Entender que la imagen es algo más que registro —destino— es la clave que abre cerrojos invisibles. Por eso Godard sostiene que la fotografía es la verdad estática, un instante donde el mundo se contrae en silencio. Por eso Kertész dice la emoción no se copia, se destila. Por eso Lange advierte que la cámara es un entrenamiento para la mirada desnuda y Cartier-Bresson traza el triángulo perfecto donde mente, ojo y corazón laten al unísono.
La fotografía impresa es un territorio de resistencia frente a la era digital. El papel sostiene y contiene la imagen. La retiene. Le da un cuerpo tangible que envejece y adquiere cicatrices. Un libro de fotografía es un atlas íntimo donde cada página es una geografía de luz y sombra. Su valor intrínseco no radica únicamente en la calidad de la toma o en el prestigio de su autor: está en su capacidad de instalarse en la conciencia como un recuerdo que, sin haberlo vivido, te pertenece.
Así, ver una fotografía impresa es experimentar una temporalidad distinta: no el instante fugaz que se desliza en una pantalla, sino la permanencia de un silencio que se mira. Pero la página no pasa sola, exige un gesto deliberado, una pausa, un roce de los dedos que despierta sentidos adormecidos. El papel respira. La tinta emana un olor mínimo pero insistente. La luz, detenida en la imagen, se expande en la mente del observador como si fuera un pensamiento que, aunque no se formula, inquieta.

-Colecciones de luz-
Sonia Cunliffe aprendió a mirar antes que a fotografiar. Sus años de estudiante fueron un laboratorio de observación y reverencia: asistir a presentaciones, descubrir nuevos ángulos, otros enfoques, renovadas formas de mirar. Y escuchar a maestros brasileños y latinoamericanos desplegar su visión. Ella absorbió esas imágenes como quien respira el aire de una ciudad que aún no recorre pero que ya conoce. Con el tiempo reunió lo que parecen volúmenes, pero en realidad son constelaciones de miradas.
Y las pone a disposición en una exposición donde los nombres son coordenadas de un mapa emocional: Tina Modotti y su militancia de la luz; Kati Horna y su obstinación por mirar donde el mundo se quiebra; Cindy Sherman y la dramaturgia de los rostros inventados; Helmut Newton y su pulso erótico; Graciela Iturbide y la ceremonia de lo cotidiano que se vuelve mito; Martín Chambi, geógrafo de la dignidad altiplánica; Francesca Woodman, que convirtió el autorretrato en una forma de desaparición. Cada uno de ellos construyó maneras de pensar la imagen.

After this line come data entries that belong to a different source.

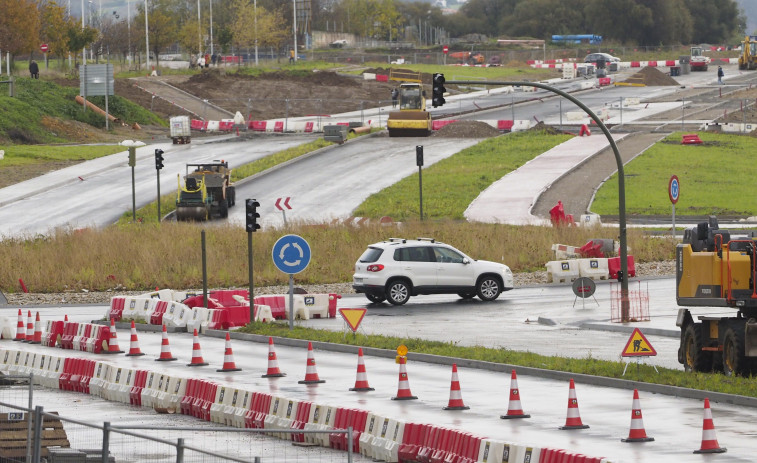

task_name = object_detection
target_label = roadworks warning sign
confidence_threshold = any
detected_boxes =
[621,328,657,357]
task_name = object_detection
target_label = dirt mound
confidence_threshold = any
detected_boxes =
[623,66,680,87]
[431,121,501,138]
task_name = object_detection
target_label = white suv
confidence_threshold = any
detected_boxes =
[352,238,513,305]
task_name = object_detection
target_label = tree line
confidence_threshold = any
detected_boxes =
[0,0,746,68]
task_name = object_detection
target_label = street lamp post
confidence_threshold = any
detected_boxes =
[252,0,258,66]
[197,0,202,58]
[292,0,297,63]
[447,80,630,323]
[145,0,150,72]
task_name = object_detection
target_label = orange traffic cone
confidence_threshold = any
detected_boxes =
[694,398,728,453]
[263,337,286,378]
[24,310,34,342]
[621,389,654,442]
[560,378,589,429]
[13,309,26,341]
[392,356,418,400]
[216,331,242,371]
[126,320,145,357]
[187,328,208,367]
[155,325,176,362]
[297,342,326,384]
[500,369,531,420]
[350,347,375,391]
[444,363,470,410]
[103,315,124,354]
[31,312,42,344]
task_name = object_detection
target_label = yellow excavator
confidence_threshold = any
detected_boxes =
[386,69,431,137]
[739,35,757,71]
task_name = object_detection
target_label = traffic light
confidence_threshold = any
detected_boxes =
[431,74,447,108]
[245,199,260,233]
[155,148,163,170]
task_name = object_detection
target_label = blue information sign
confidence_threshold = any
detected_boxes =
[668,175,681,204]
[271,235,310,275]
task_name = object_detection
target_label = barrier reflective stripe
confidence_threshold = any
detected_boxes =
[546,259,579,283]
[247,121,268,132]
[577,257,610,280]
[607,256,636,280]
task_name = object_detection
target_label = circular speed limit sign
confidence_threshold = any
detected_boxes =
[668,175,681,204]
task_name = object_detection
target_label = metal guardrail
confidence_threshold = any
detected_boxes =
[0,382,353,463]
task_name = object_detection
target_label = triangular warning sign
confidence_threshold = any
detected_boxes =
[621,328,657,357]
[339,309,368,332]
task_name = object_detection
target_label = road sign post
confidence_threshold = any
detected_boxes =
[620,328,659,376]
[668,175,681,238]
[271,235,310,330]
[276,196,292,227]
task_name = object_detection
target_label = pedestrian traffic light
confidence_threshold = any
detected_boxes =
[431,74,447,108]
[155,148,163,170]
[245,199,260,233]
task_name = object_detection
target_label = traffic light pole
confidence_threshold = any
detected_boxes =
[155,169,160,224]
[447,80,630,323]
[129,165,137,223]
[247,232,255,322]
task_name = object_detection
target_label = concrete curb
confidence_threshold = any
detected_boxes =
[204,330,757,407]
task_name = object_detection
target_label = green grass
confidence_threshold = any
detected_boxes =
[591,132,757,216]
[239,322,757,397]
[0,78,165,144]
[118,134,340,225]
[0,145,124,168]
[0,222,675,294]
[354,131,571,221]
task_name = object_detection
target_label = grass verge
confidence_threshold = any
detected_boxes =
[0,222,675,294]
[239,322,757,397]
[354,131,572,221]
[0,78,165,144]
[0,145,125,168]
[591,132,757,216]
[113,133,376,225]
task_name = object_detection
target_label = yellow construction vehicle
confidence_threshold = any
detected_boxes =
[176,161,236,221]
[676,217,757,376]
[739,35,757,71]
[386,69,431,137]
[689,47,710,72]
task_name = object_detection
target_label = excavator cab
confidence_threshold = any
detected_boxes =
[400,84,426,111]
[386,70,431,137]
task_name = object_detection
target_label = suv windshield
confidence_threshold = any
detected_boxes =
[359,247,384,263]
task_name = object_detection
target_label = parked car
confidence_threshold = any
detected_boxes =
[352,238,513,305]
[584,53,620,63]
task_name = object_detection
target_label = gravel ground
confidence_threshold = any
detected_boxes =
[0,261,675,306]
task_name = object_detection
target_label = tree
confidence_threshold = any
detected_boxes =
[0,0,39,64]
[39,1,70,57]
[66,18,98,66]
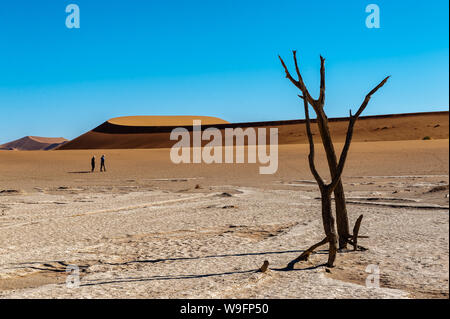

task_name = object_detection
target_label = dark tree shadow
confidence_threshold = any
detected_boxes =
[67,171,91,174]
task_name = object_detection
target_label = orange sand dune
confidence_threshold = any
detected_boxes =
[108,115,228,127]
[58,111,449,150]
[0,136,68,151]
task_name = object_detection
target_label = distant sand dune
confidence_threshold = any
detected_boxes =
[0,136,68,151]
[58,111,449,150]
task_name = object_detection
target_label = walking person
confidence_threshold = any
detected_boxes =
[91,156,95,173]
[100,155,106,172]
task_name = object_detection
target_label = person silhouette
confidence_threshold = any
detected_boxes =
[100,155,106,172]
[91,156,95,173]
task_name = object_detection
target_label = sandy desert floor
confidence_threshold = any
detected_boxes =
[0,139,449,298]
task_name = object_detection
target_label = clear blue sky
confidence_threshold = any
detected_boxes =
[0,0,449,144]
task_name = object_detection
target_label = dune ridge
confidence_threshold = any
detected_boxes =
[0,136,68,151]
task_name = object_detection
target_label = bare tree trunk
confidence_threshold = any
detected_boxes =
[278,51,389,269]
[320,186,337,267]
[317,112,350,249]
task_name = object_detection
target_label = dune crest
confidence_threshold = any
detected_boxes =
[107,115,229,127]
[0,136,68,151]
[58,111,449,150]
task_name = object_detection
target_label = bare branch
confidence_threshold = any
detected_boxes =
[352,215,363,250]
[278,50,316,107]
[278,56,298,86]
[330,76,390,190]
[286,237,329,269]
[303,99,325,189]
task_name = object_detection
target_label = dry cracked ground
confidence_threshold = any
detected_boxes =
[0,175,449,298]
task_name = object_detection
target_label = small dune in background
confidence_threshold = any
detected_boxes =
[0,136,68,151]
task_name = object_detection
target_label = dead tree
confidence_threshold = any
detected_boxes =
[279,51,389,268]
[278,51,386,249]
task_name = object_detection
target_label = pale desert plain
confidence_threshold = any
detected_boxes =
[0,112,449,298]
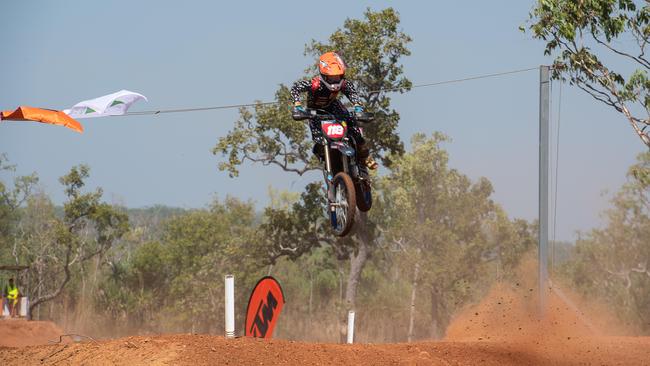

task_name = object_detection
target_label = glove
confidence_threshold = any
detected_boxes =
[291,104,307,121]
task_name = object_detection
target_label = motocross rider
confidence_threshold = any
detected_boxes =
[291,52,377,169]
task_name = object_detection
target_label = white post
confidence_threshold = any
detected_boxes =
[348,310,354,344]
[225,275,235,338]
[20,296,29,317]
[538,66,550,317]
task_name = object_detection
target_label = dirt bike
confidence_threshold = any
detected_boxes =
[292,109,373,236]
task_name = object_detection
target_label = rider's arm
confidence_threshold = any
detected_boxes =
[342,80,361,106]
[291,80,311,105]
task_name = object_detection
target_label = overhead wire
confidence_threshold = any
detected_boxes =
[120,66,539,117]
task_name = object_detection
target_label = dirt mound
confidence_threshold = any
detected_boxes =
[0,335,650,366]
[446,284,603,341]
[0,319,63,347]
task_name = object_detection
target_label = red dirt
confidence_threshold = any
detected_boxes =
[0,319,63,347]
[0,285,650,366]
[0,335,650,366]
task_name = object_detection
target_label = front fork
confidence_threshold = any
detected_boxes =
[323,144,334,203]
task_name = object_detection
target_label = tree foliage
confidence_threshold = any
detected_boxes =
[529,0,650,147]
[563,152,650,333]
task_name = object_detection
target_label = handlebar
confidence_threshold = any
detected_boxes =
[291,108,374,122]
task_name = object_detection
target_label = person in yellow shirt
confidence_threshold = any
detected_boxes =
[3,278,20,318]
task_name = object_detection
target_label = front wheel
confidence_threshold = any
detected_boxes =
[329,172,356,236]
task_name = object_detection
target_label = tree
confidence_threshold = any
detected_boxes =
[374,133,495,339]
[529,0,650,147]
[563,152,650,334]
[0,153,38,264]
[28,165,129,317]
[213,8,411,340]
[97,198,265,332]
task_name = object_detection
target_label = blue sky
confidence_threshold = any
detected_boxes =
[0,0,644,239]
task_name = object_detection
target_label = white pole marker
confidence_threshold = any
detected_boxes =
[225,275,235,338]
[348,310,354,344]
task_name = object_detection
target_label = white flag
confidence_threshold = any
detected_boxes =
[63,90,147,119]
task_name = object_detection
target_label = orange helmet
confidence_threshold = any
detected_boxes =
[318,52,345,91]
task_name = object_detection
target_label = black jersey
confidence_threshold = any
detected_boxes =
[291,76,361,109]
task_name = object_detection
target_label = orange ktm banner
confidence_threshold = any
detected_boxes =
[244,276,284,338]
[0,106,84,133]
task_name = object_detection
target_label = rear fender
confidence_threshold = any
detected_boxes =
[331,141,355,158]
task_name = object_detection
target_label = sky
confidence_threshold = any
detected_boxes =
[0,0,645,240]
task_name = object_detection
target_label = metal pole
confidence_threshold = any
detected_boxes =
[225,275,235,338]
[348,310,354,344]
[538,66,550,316]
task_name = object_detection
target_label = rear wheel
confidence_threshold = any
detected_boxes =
[330,172,356,236]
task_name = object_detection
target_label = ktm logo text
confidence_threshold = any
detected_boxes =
[250,291,278,338]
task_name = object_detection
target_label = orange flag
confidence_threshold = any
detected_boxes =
[0,106,84,133]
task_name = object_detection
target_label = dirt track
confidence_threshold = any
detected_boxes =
[0,286,650,366]
[0,335,650,366]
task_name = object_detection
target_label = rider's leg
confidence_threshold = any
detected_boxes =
[309,121,325,161]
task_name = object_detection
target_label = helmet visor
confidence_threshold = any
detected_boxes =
[323,75,343,84]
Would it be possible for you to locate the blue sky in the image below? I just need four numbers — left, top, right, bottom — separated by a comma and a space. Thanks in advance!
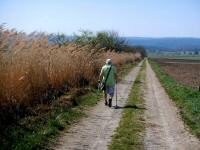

Por eso el libro que los contiene es un oráculo que no habla, pero al hojearlo uno siente que está siendo mirado. Las fotografías, ordenadas en secuencias, generan un discurso mudo donde cada página es una pregunta y la respuesta no está siempre allí. Quizás en otro libro. Pero, con toda seguridad, en la memoria del espectador.

Hoy, en el marco del Festival MAC Foto, Cunliffe abre esa colección como si se tratara de un diario secreto. Más de dos décadas de adquisiciones, hallazgos y obsesiones se disponen sobre mesas y estantes para que otros las toquen, las huelan, las recorran. Entre los libros descansan también las icónicas imágenes de Las yeguas del apocalipsis donde Francisco Casas y Pedro Lemebel demostraron que la fotografía puede ser a la vez herida y bandera.
En un mundo que privilegia la velocidad, esta muestra es una invitación a la lentitud necesaria para mirar. Cunliffe sabe que la clave no está precisamente en acumular imágenes. Lo propio es detenerse ante ellas como quien sueña y no quiere despertar. Porque, como ella dice, “en la mirada está la clave de la fotografía”. Y en su colección esa clave no cierra nada: lo abre todo.
Librería La Rebelde.
Jirón Batalla de Junín 260, Barranco.